Background— Mutations in the MYBPC3 gene, encoding cardiac myosin-binding protein C (cMyBP-C), are a frequent cause of familial hypertrophic cardiomyopathy. In the present study, we investigated whether protein composition and function of the sarcomere are altered in a homogeneous familial hypertrophic cardiomyopathy patient group with frameshift mutations in MYBPC3 (MYBPC3_mut).

Methods and Results— Comparisons were made between cardiac samples from MYBPC3 mutant carriers (c.2373dupG, n=7; c.2864_2865delCT, n=4) and nonfailing donors (n=13). Western blots with the use of antibodies directed against cMyBP-C did not reveal truncated cMyBP-C in MYBPC3_mut. Protein expression of cMyBP-C was significantly reduced in MYBPC3_mut by 33±5%. Cardiac MyBP-C phosphorylation in MYBPC3_mut samples was similar to the values in donor samples, whereas the phosphorylation status of cardiac troponin I was reduced by 84±5%, indicating divergent phosphorylation of the 2 main contractile target proteins of the β-adrenergic pathway. Force measurements in mechanically isolated Triton-permeabilized cardiomyocytes demonstrated a decrease in maximal force per cross-sectional area of the myocytes in MYBPC3_mut (20.2±2.7 kN/m²) compared with donor (34.5±1.1 kN/m²). Moreover, Ca²⁺ sensitivity was higher in MYBPC3_mut (pCa₅₀=5.62±0.04) than in donor (pCa₅₀=5.54±0.02), consistent with reduced cardiac troponin I phosphorylation. Treatment with exogenous protein kinase A, to mimic β-adrenergic stimulation, did not correct reduced maximal force but abolished the initial difference in Ca²⁺ sensitivity between MYBPC3_mut (pCa₅₀=5.46±0.03) and donor (pCa₅₀=5.48±0.02).

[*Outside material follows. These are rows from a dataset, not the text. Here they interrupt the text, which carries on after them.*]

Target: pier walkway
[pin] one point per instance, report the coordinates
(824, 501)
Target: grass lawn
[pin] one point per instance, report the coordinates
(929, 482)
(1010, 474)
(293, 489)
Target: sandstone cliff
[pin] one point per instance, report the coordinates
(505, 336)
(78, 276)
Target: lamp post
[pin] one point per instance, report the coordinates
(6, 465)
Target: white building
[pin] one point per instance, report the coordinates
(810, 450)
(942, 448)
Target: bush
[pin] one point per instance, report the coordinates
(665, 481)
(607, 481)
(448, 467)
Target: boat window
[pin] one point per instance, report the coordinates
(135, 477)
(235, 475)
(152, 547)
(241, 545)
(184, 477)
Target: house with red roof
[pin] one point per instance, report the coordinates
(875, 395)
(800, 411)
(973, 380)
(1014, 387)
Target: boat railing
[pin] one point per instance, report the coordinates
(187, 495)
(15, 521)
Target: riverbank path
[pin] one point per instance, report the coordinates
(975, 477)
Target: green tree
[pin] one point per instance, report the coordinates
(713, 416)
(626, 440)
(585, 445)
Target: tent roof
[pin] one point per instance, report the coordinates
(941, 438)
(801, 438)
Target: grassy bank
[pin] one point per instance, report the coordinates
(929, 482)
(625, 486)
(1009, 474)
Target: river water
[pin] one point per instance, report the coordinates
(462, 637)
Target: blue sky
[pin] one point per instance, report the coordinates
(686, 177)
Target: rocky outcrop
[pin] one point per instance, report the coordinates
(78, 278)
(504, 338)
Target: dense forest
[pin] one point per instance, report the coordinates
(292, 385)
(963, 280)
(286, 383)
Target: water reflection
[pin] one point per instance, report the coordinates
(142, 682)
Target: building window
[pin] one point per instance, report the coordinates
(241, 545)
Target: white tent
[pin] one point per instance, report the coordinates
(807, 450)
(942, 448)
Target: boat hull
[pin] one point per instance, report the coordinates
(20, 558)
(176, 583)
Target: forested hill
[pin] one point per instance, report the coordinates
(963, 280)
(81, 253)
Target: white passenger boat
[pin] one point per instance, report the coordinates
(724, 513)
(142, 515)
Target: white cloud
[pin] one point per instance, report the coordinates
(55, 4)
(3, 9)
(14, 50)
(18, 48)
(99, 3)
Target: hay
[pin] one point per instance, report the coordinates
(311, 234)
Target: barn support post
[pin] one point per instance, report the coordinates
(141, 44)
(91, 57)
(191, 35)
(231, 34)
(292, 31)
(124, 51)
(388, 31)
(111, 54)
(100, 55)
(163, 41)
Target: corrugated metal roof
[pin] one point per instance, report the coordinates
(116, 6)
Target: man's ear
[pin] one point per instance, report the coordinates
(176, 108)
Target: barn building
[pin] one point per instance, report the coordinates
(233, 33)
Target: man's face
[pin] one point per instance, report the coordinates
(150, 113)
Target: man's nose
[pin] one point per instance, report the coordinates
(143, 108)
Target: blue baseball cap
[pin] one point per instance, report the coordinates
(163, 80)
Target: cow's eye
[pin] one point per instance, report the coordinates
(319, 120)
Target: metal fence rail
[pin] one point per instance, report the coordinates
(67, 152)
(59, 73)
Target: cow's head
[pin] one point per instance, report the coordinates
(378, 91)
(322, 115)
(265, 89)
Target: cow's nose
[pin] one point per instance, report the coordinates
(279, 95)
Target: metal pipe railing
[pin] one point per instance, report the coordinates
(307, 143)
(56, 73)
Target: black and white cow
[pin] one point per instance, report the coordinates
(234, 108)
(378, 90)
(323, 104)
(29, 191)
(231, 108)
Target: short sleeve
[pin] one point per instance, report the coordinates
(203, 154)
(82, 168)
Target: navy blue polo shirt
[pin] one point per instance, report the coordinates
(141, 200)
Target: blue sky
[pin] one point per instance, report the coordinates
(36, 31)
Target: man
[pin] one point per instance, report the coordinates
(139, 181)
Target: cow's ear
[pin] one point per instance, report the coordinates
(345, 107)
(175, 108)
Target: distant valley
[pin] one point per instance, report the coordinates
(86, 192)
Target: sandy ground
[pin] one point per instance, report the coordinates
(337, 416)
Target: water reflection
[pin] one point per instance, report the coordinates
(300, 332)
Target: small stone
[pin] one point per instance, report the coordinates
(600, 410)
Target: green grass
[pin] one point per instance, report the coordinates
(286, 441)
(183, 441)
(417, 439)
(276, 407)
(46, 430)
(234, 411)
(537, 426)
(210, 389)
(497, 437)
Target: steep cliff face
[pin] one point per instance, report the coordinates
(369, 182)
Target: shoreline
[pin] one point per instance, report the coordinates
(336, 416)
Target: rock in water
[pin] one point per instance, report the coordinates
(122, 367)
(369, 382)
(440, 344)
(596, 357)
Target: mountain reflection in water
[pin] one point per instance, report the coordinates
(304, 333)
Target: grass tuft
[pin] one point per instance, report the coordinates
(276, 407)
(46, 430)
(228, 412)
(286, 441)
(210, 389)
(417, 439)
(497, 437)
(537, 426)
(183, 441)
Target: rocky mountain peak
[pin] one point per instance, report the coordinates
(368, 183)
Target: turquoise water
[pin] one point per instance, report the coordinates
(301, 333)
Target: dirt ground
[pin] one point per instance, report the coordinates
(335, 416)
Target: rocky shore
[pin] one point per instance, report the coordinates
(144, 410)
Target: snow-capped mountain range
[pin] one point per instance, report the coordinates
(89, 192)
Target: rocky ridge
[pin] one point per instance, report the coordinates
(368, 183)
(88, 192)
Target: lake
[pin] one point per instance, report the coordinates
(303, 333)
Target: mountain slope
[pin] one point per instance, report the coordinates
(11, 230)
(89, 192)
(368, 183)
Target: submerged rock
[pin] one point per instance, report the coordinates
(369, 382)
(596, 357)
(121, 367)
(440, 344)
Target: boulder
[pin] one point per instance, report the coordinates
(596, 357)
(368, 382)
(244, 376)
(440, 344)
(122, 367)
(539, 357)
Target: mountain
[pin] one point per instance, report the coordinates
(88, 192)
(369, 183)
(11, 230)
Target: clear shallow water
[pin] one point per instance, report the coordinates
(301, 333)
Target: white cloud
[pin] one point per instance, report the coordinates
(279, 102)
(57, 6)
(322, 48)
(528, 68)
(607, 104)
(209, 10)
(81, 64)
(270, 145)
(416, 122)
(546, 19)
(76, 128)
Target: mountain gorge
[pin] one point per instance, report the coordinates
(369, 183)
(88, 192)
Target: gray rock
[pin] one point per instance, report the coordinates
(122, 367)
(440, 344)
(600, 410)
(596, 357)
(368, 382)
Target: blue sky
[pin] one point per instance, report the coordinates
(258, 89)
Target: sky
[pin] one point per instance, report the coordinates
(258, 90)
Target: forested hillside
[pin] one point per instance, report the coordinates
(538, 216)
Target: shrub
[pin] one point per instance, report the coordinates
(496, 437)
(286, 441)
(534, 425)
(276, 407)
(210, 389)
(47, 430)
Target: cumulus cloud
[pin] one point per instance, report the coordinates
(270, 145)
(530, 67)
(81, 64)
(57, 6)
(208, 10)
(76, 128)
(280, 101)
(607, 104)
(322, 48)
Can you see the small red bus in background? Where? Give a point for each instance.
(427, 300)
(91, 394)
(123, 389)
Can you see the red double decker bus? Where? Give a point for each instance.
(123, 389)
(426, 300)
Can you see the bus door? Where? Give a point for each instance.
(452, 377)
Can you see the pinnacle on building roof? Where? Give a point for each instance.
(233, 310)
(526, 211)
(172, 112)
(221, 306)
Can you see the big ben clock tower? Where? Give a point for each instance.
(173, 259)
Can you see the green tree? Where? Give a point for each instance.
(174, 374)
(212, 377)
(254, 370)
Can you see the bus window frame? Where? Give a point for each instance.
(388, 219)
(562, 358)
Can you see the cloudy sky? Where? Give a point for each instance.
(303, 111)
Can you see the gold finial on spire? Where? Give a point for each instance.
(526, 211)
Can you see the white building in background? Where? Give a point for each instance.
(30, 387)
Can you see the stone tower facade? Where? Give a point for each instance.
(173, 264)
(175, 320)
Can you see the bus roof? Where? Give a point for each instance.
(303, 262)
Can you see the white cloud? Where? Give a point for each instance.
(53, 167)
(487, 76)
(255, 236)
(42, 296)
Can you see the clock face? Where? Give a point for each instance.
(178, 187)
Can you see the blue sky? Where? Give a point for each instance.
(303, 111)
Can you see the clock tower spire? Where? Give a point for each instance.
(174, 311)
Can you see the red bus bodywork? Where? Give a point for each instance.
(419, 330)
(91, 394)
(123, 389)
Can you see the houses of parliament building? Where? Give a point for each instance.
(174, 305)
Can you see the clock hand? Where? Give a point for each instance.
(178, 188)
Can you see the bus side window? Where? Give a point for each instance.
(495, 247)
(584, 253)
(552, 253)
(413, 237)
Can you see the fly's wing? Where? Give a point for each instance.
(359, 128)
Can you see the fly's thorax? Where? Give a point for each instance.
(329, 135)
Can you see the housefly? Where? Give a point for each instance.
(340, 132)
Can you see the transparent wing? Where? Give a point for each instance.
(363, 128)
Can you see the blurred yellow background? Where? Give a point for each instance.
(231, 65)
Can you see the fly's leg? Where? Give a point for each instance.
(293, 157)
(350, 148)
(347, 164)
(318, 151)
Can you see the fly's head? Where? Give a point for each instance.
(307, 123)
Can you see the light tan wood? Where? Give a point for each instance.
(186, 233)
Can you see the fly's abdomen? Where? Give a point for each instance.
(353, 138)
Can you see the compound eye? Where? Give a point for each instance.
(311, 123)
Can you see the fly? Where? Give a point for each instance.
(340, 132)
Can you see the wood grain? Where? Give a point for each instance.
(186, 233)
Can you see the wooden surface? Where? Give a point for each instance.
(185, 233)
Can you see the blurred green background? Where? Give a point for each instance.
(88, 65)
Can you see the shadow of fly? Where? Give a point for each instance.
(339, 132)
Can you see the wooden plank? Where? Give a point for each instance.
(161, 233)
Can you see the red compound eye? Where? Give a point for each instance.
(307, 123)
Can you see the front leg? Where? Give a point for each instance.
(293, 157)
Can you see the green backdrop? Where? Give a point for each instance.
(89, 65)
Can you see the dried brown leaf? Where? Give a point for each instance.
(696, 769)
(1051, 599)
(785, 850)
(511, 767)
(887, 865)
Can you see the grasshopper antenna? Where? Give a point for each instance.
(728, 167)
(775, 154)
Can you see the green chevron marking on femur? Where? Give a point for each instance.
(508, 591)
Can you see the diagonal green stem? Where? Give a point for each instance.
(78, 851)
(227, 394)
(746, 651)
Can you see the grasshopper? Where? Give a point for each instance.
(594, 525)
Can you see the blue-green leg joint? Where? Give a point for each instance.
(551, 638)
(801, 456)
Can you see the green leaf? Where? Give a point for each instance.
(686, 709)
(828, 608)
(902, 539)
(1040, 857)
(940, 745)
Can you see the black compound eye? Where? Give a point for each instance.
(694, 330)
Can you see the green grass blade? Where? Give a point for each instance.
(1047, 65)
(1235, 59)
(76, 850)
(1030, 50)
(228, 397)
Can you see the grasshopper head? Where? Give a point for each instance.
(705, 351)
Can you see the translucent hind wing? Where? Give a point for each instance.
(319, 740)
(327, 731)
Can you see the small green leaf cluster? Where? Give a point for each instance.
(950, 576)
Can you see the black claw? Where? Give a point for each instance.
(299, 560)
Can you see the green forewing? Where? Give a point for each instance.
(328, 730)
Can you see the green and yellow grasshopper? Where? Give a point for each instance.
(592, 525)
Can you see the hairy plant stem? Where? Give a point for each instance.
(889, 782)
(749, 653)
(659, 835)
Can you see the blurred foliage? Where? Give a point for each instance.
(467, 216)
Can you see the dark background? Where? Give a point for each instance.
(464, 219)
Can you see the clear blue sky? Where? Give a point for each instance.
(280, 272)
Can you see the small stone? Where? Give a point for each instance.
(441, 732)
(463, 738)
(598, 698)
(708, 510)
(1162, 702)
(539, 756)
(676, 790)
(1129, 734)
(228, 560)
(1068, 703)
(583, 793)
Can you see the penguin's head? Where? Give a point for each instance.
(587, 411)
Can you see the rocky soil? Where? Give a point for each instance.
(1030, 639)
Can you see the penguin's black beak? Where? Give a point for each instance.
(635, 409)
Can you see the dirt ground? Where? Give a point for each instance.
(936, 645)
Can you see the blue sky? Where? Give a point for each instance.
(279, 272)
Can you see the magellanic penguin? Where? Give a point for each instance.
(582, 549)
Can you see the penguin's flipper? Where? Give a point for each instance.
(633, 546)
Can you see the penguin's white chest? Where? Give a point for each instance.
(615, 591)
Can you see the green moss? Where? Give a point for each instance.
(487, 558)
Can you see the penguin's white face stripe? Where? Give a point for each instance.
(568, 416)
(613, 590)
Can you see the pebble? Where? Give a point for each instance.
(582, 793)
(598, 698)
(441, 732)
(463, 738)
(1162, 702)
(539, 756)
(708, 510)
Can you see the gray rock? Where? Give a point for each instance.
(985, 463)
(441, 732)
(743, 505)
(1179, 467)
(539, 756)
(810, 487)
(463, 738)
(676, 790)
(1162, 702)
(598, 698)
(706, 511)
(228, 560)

Conclusions— Frameshift MYBPC3 mutations cause haploinsufficiency, deranged phosphorylation of contractile proteins, and reduced maximal force-generating capacity of cardiomyocytes. The enhanced Ca²⁺ sensitivity in MYBPC3_mut is due to hypophosphorylation of troponin I secondary to mutation-induced dysfunction.